When you refresh, can you see the links?

Hi @denise,

Thank you for your swift reply. The ping test showed a flaw in my network setup. Thank you for the suggestion and sorry for the noise.

By the way, is there any logging available that could have showed me this? Neither the UI nor rancher-compose complaints.

Br.
Søren

@sdlarsen Unfortunately, there is no where that really indicates that it’s not working. Due to the sheer number of people having similar networking issues, I’ve created https://github.com/rancher/rancher/issues/2222 as a feature request to be able to have rancher/server do some kind of checking and produce some kind of error message somewhere to make it easier to troubleshoot. :slight_smile:

@denise, excellent. Thank you.

Hello @denise,

I have a question, in order for the overlay network, does my private network for Hosts can be different ?
In my case I try to extend my network with hosts on 2 different datacenters, but network agent from datacenter different can’t ping each other (neither my containers)

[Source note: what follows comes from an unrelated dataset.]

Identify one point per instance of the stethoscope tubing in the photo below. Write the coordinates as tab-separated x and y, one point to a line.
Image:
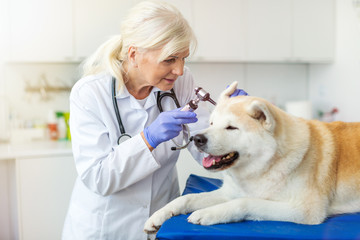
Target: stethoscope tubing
124	136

in my case, big & medium are in same datacenter and can see each other, while lodz1 which is elsewhere can’t see others.

If you have any clue :wink:

sebastien

The agents will communicate with each other using the host ip that is shown in the UI/in your picture. So you are correct and containers on the 10. host won’t be able to see containers on the other 2, or vice versa.